1855–1935
I. ВСТУПЛЕНИЕ В ЖИЗНЬ
Город Пронск был когда-то важной крепостью Московской Руси, оплотом против татарских набегов. Место было выбрано обдуманно и искусно: с Пронской горы открывается простор необозримых далей; на много километров видна лежащая к югу лесостепь.
Речка Проня узкой синей ленточкой поблескивает внизу, если взглянуть на нее с вершины Пронской горы, со стен, поросших высокой полынью, иван-чаем и бузиной. Раскинувшиеся по обоим берегам ее пронские слободы — Пушкарская и Стрелецкая — кажутся сверху рядами ульев. Названия этих слобод тоже напоминают о старине, о былой военной славе Пронска, о том, что немало повидали обветшалые стены крепости, слывшей по летописям «неприступной».
Много раз останавливал Пронск нашествия крымчаков и золотоордынцев на Москву: случалось, годами стояли у подножья Пронской горы особо упорные ханы со своими осадными войсками.
Об одном из таких ханов, Юмаше, напоминает название небольшой деревни Юмашевка, верстах в пяти от Пронска, на юг.

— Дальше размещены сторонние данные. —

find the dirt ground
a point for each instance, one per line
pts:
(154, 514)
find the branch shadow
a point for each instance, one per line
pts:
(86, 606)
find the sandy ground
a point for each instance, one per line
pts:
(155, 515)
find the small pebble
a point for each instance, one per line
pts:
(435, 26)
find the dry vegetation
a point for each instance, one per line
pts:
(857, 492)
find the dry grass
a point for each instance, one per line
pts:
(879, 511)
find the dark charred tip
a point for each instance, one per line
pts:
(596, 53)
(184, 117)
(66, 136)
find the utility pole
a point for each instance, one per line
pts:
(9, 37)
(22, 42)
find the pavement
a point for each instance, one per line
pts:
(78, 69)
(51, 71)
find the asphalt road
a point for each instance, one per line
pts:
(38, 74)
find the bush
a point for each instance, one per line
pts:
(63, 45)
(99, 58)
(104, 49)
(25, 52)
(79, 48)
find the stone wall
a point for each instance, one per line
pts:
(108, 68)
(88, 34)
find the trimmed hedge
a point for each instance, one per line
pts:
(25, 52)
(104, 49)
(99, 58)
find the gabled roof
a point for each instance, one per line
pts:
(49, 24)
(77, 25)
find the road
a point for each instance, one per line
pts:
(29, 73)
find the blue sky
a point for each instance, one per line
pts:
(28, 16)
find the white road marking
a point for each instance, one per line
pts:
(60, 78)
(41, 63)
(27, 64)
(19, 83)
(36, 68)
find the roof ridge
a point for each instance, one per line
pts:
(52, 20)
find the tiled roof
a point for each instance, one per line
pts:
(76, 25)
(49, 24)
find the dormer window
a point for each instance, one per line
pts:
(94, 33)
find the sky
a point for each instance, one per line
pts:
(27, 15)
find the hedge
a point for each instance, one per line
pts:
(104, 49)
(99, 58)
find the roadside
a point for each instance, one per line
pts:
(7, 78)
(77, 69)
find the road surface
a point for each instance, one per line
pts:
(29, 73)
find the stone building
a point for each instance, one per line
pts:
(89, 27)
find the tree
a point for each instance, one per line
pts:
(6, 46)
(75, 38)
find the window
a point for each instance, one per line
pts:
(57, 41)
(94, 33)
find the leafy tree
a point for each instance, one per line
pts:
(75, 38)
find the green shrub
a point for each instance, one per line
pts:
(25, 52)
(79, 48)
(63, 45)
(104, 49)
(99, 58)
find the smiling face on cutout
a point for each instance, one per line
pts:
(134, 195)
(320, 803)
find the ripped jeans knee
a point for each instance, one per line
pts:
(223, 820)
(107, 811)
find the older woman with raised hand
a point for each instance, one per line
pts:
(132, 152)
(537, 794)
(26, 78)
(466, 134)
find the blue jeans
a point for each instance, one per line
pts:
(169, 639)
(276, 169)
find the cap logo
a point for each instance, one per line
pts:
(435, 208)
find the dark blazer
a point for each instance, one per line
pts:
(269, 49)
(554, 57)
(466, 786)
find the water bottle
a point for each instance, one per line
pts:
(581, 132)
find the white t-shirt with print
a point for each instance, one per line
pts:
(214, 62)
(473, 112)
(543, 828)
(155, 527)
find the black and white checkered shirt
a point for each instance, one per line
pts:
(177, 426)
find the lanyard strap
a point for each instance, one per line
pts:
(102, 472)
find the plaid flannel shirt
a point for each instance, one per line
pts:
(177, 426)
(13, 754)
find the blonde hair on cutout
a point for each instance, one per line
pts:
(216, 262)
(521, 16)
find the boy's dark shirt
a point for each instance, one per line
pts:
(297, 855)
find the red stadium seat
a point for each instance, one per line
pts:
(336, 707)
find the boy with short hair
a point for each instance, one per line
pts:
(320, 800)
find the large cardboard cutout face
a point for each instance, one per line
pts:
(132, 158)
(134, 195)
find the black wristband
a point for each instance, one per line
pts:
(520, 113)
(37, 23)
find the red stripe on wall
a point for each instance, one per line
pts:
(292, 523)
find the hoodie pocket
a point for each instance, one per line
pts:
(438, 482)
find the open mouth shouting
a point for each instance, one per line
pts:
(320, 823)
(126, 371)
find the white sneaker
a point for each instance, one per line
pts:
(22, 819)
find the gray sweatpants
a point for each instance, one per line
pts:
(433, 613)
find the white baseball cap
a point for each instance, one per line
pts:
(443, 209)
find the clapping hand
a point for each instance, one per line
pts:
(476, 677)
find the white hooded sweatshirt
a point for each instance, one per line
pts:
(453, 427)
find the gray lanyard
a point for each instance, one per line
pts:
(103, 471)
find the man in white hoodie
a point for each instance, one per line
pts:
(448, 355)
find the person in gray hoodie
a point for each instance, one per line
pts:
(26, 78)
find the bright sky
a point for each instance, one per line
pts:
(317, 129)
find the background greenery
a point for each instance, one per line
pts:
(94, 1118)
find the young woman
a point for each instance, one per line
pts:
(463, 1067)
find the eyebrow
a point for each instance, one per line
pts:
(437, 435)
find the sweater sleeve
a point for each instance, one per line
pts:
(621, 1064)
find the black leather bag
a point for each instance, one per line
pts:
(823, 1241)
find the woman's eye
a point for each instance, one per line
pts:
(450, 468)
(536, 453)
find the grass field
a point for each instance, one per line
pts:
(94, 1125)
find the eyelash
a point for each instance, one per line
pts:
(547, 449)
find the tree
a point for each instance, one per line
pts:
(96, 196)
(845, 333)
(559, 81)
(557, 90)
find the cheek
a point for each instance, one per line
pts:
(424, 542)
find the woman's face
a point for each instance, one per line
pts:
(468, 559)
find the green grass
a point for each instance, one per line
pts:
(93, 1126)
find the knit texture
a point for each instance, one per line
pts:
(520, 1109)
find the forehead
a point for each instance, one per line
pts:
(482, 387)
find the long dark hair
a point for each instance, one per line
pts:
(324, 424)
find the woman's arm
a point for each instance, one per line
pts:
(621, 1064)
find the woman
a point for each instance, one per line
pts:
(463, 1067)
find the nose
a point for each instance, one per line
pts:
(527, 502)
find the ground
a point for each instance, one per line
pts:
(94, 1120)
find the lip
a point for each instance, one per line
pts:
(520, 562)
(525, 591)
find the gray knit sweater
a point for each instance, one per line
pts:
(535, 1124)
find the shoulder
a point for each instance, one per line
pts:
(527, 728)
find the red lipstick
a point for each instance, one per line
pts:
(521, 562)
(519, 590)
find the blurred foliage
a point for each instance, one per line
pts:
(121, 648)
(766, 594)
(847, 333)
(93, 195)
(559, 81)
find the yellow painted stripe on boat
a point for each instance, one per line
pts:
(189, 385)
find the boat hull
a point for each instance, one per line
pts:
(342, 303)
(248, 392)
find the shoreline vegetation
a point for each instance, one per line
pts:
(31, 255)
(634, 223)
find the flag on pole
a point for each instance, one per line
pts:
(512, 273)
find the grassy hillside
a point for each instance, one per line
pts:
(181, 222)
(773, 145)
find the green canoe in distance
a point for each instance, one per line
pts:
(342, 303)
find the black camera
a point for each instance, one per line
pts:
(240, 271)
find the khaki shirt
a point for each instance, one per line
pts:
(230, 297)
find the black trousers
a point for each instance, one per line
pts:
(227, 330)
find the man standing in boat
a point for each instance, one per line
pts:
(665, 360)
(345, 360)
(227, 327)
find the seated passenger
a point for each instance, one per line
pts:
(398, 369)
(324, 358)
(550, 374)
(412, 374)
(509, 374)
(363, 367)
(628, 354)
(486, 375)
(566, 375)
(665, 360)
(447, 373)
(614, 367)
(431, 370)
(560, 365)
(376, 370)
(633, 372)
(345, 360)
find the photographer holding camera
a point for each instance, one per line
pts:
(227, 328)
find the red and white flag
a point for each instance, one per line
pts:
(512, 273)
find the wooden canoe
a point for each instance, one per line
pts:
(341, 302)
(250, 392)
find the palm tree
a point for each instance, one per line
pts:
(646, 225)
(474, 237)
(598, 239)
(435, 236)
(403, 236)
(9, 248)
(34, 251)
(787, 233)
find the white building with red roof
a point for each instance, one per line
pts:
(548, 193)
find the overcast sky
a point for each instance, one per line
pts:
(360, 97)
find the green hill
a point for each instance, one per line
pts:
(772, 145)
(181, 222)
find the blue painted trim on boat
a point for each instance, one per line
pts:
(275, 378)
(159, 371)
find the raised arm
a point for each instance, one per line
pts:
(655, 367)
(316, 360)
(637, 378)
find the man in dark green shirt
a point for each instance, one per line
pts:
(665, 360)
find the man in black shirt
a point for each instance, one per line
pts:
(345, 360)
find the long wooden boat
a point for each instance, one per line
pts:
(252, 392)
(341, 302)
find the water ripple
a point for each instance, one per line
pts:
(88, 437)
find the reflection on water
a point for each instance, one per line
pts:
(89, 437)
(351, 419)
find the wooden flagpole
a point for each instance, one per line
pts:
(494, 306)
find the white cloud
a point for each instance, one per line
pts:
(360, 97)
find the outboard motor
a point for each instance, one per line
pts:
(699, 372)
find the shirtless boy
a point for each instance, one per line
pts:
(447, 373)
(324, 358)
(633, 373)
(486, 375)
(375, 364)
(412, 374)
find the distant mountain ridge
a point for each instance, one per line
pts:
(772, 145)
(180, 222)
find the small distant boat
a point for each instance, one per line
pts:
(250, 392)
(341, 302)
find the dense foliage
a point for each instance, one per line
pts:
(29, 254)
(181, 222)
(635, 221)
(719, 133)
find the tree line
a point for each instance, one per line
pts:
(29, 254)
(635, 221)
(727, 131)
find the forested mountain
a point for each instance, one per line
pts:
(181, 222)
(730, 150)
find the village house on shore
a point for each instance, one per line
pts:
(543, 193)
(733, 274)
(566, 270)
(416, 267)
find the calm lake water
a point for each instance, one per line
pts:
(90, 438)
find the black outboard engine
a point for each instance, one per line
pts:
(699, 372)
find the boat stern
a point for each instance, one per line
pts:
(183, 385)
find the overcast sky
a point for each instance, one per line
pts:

Здесь до сих пор еще можно видеть валы, которыми был обнесен ханский осадный лагерь. К валам примыкает обширный яблоневый сад, и в одном из уголков его виднеются остатки жилого дома. В этом доме обитали в первой половине прошлого века известные пронские садоводы Иван и Владимир Мичурины.
А через дорогу, чуть наискось, на опушке большой березовой рощи до недавних дней стояла сбитая из дубовых бревен лесная сторожка. В этом убогом убежище без малого сто лет тому назад, 27(15) октября 1855 года, родился Иван Владимирович Мичурин, человек, завоевавший упорными и благородными трудами имя преобразователя природы.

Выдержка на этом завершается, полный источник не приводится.